Rodolphe : le visage geek de Free

Free c’était aussi l’élaboration de fonctionnalités que l’on ne connaissait pas chez la concurrence, et qui s’adressait à un public bien particulier, plus technophile. On se souvient ainsi de TV Perso, qui permettait dès 2007 à tout abonné Freebox HD de partager des vidéos sur Internet, venant d’un autre appareil comme une console de jeu. Le partage en direct était également intégré. Free offrait ainsi un équivalent de Twitch ou YouTube, plusieurs années avant. On pourrait également mentionner le multiposte, permettant l’accès aux chaines TV depuis un ordinateur grâce à VLC, ou au contraire FreePlayer, qui permettait de lire sur la Freebox, du contenu stocké sur son PC.

L’offre terminal + forfait, c’est couscous-boulettes

En 2011 puis 2012, Free lance coup sur coup la Freebox Révolution et son opérateur mobile avec Free Mobile. La Freebox Révolution met fin au prix unique à 30 euros, puisque pour en bénéficier, l’opérateur en demande près de 40 euros par mois (37 euros au lancement). C’est aussi avec cette Freebox que l’opérateur va se mettre à multiplier les « bons plans » et autres « offres promotionnelles ».

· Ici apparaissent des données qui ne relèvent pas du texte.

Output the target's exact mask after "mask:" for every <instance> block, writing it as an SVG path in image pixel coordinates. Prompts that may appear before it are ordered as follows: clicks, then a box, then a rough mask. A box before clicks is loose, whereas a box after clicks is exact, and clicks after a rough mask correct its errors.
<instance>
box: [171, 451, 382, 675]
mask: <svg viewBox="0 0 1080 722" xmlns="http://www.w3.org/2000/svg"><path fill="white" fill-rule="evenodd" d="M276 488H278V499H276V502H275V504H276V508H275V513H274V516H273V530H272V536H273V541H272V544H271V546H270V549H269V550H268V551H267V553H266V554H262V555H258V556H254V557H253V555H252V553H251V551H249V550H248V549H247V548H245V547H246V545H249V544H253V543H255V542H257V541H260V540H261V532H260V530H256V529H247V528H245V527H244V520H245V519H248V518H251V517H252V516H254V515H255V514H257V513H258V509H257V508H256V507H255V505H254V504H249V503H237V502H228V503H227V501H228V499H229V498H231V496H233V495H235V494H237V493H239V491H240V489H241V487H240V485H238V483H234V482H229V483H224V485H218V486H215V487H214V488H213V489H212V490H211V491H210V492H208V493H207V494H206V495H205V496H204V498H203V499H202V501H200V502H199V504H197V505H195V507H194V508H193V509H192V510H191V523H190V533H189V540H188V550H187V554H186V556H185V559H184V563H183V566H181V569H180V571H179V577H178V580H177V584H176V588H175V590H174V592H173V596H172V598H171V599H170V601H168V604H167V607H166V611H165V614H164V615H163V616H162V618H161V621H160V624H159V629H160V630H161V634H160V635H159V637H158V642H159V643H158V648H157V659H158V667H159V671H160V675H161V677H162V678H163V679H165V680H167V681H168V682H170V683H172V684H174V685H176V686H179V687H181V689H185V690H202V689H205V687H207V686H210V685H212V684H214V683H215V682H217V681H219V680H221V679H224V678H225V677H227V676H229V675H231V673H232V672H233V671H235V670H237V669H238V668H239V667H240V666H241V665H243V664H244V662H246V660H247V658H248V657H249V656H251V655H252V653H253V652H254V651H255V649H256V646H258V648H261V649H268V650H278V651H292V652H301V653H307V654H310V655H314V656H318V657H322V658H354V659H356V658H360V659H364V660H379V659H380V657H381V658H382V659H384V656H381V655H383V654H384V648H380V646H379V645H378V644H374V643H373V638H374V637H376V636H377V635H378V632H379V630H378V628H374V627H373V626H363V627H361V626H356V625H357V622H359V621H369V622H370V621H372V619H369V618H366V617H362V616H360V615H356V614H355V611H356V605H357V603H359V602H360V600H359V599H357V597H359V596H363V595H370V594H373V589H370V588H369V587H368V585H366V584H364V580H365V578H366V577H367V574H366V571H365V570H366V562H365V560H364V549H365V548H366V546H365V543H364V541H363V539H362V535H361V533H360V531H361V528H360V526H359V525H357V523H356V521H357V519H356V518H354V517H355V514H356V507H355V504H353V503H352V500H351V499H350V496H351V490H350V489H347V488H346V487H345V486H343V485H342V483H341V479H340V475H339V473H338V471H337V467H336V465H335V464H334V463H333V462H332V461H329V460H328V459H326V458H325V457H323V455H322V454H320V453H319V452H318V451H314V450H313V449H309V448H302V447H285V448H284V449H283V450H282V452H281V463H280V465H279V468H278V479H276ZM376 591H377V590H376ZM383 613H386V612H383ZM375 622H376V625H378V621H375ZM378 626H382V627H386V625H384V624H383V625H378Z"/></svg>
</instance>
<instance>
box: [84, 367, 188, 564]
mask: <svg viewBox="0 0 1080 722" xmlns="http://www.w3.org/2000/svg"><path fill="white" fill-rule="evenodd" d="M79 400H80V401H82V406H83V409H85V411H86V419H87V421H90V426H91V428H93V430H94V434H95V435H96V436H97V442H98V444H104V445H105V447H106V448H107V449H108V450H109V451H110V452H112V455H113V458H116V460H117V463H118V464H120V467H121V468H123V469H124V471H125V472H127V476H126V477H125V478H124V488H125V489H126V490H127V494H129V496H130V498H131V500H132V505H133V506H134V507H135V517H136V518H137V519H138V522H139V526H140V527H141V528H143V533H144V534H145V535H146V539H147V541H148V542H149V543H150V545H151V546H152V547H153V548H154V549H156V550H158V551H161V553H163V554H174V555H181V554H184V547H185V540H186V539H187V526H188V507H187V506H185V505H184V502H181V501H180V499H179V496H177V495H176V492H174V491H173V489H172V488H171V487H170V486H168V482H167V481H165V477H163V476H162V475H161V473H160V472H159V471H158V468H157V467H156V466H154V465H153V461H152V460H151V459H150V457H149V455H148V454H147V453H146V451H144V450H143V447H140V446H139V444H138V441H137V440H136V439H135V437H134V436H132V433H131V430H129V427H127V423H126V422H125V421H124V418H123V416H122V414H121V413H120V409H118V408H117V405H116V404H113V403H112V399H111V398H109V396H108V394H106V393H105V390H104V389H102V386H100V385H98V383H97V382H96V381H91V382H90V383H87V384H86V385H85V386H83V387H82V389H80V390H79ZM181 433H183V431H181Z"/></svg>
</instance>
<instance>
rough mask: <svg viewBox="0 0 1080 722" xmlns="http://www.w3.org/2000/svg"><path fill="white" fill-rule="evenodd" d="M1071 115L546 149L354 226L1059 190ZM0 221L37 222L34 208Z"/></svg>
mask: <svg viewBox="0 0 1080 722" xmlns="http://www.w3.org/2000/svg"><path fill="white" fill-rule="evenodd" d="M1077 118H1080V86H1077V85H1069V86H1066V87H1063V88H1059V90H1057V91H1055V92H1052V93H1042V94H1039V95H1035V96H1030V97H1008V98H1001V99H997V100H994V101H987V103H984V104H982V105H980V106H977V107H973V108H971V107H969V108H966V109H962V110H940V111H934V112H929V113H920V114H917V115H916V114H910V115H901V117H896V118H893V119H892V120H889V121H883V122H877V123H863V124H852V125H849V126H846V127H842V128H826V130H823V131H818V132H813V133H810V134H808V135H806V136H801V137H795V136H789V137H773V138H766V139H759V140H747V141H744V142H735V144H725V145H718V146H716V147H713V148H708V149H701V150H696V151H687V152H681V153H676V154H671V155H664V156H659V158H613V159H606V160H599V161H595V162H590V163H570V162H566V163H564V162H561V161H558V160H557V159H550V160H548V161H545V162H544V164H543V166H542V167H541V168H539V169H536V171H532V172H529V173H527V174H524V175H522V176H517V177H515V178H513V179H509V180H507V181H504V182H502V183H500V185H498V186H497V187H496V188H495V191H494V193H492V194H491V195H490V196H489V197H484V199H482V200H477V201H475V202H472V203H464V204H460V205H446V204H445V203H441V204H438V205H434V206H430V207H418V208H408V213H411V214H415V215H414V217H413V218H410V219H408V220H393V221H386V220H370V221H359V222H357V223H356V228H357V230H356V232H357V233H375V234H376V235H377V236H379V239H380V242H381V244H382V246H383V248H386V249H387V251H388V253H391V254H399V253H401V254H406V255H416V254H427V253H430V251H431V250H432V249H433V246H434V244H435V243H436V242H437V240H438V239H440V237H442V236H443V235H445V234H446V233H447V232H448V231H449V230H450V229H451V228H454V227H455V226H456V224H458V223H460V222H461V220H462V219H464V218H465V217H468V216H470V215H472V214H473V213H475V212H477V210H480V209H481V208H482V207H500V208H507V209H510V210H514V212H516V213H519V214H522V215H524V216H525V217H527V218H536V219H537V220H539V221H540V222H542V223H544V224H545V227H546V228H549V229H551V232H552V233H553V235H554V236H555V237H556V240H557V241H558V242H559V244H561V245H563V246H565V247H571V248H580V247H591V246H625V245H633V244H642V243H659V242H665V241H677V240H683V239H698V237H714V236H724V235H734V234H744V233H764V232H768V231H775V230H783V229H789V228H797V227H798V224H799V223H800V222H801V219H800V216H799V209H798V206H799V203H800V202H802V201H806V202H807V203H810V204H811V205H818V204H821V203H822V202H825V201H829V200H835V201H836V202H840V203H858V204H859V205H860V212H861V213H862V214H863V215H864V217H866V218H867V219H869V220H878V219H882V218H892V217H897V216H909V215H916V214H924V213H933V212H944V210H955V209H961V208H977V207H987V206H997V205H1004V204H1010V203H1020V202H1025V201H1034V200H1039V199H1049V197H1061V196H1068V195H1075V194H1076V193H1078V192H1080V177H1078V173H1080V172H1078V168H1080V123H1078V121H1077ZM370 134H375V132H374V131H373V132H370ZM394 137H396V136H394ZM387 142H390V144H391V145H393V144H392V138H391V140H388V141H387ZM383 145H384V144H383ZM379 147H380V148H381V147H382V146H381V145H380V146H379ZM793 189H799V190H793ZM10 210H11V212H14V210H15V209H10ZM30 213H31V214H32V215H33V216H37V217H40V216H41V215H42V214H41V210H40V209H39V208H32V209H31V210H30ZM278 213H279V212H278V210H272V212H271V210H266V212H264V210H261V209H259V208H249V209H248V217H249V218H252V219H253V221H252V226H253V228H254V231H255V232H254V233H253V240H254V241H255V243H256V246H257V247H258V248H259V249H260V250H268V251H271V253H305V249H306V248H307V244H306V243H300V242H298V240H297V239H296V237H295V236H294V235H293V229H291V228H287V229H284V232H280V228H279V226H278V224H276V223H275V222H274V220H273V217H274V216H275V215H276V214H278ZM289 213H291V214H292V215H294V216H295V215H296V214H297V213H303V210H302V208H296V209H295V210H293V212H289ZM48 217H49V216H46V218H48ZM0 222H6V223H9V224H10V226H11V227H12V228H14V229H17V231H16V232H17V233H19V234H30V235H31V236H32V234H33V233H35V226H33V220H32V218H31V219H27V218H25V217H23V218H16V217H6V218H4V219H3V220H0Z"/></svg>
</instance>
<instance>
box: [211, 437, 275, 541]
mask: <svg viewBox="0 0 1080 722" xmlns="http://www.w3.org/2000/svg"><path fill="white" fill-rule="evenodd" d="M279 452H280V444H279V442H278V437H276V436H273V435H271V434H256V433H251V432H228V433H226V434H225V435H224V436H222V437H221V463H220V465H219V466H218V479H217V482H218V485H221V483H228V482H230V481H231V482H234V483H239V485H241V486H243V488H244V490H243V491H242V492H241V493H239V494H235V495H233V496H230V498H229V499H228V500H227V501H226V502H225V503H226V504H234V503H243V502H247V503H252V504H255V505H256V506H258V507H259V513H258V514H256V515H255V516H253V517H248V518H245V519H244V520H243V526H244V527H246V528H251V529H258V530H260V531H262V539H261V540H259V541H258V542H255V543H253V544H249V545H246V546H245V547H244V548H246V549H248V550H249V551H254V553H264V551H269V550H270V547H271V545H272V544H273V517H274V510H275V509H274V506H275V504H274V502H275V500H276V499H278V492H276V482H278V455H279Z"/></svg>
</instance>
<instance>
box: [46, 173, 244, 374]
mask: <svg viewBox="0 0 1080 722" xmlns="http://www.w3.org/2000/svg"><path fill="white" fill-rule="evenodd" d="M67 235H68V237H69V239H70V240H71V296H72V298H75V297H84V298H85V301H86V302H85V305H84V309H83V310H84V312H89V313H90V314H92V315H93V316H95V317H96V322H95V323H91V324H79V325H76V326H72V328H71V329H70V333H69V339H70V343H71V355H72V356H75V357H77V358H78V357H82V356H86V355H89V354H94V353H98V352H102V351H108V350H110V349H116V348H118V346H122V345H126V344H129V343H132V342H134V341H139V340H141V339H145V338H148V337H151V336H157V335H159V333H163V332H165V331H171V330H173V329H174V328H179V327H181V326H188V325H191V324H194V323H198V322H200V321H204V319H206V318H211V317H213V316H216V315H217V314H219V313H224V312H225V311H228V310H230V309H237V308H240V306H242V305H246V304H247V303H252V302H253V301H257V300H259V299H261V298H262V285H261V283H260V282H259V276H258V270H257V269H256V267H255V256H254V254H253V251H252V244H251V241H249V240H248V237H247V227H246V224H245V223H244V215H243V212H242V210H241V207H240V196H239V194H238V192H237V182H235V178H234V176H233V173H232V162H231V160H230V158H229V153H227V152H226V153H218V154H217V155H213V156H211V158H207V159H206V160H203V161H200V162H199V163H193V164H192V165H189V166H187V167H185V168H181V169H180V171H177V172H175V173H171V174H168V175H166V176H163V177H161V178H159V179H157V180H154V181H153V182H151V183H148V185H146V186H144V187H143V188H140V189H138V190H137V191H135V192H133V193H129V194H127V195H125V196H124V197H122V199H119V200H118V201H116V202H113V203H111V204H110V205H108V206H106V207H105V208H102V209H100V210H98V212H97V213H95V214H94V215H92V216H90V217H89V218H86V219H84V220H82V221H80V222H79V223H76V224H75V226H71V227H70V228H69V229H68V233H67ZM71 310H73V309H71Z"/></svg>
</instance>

Lors du lancement de Free Mobile, Xavier Niel est très remonté contre ses concurrents, et déclare : « Aujourd’hui, l’offre terminal + forfait, c’est couscous-boulettes. C’est-à-dire, je prends le couscous, je mets les boulettes, je mélange tout ça et on sait plus ce que je paye. ». Il rappelle également en parlant de l’ADN de Free : « notre secret est assez simple, c’est : d’avoir à la fois la meilleure offre, l’offre la plus complète, et dans le même temps de pratiquer un prix inférieur au prix moyen ou standard du marché ».

 

Xavier Niel, fondateur d’Iliad (Free)

Avec la Freebox Delta, Xavier Niel applique très exactement ce qu’il déclarait hier ne pas aimer chez la concurrence. La Freebox Delta c’est d’abord une offre « terminal + forfait » puisque l’opérateur a décidé que le Player Free | Devialet n’était pas inclus dans son offre. Il faudra donc payer 480 euros en une ou plusieurs fois. C’est aussi une offre qui mélange tout : un pack sécurité, des abonnements TV (Netflix et Canal) et un bouquet presse, pour qu’au final, le client ne comprenne plus exactement ce qu’il paye dans son forfait.

Si l’on peut facilement estimer que l’offre Freebox Delta est bien l’offre la plus complète du marché, comme le veulent l’ADN et le secret de fabrication de Free d’après Xavier Niel, ce forfait n’est certainement pas vendu à un prix inférieur au prix moyen du marché. L’offre atteint en effet un tarif très élevé de 49,99 euros par mois, sans compter les frais d’ouverture ou de résiliation, et sans compter le prix du boitier TV.

Là où Free se concentrait avant sur des services internes comme Freebox Replay, TV Perso, ou sa boutique d’application, l’opérateur intègre désormais des offres d’autres entreprises : Canal+, Netflix, LeKiosk, Amazon Alexa, ou encore la compatibilité avec Spotify, Somfy et Philips Hue. Impossible donc de profiter de la Freebox Delta sans abonnement à ces autres services. Une dernière indication que les temps changent, comme les méthodes de l’opérateur.

Enfin, la nouvelle offre de Free c’est aussi des détails qui se cachent dans les petites lignes. L’opérateur met en avant une xDSL + 4G, dont la 4G pourra être en fait limité à 250 Go par mois. On peut lire que la Freebox Delta est compatible 10 Gbit/s, mais Free s’empresse de préciser que le débit ne sera au maximum que de 8 Gbit/s.

Que reste-t-il du trublion aujourd’hui ?

Derrière ces contradictions, reste-t-il encore une part chez Free de ce que l’opérateur représentait autrefois ? Un peu. On peut souligner le style de la présentation de Xavier Niel, toujours tourné vers l’humour, avec une touche d’autodérision dès le démarrage de l’événement.

On peut également constater à quel point Free parvient encore à se distinguer sur la conception de ses produits. La où la concurrence pioche parfois avec facilité dans les catalogues de constructeurs comme Technicolor ou Huawei, Free continue de concevoir entièrement en interne ses produits, tant sur le logiciel que sur le matériel. C’est ce qui donne aux Freebox One et Freebox Delta ce design unique, reconnaissable entre 1000 box.

Free continue donc d’être un opérateur à part, mais n’est plus le trublion qu’il était autrefois. Il devient finalement un constructeur haut de gamme qui apporte un agglomérat de services à des clients aisés.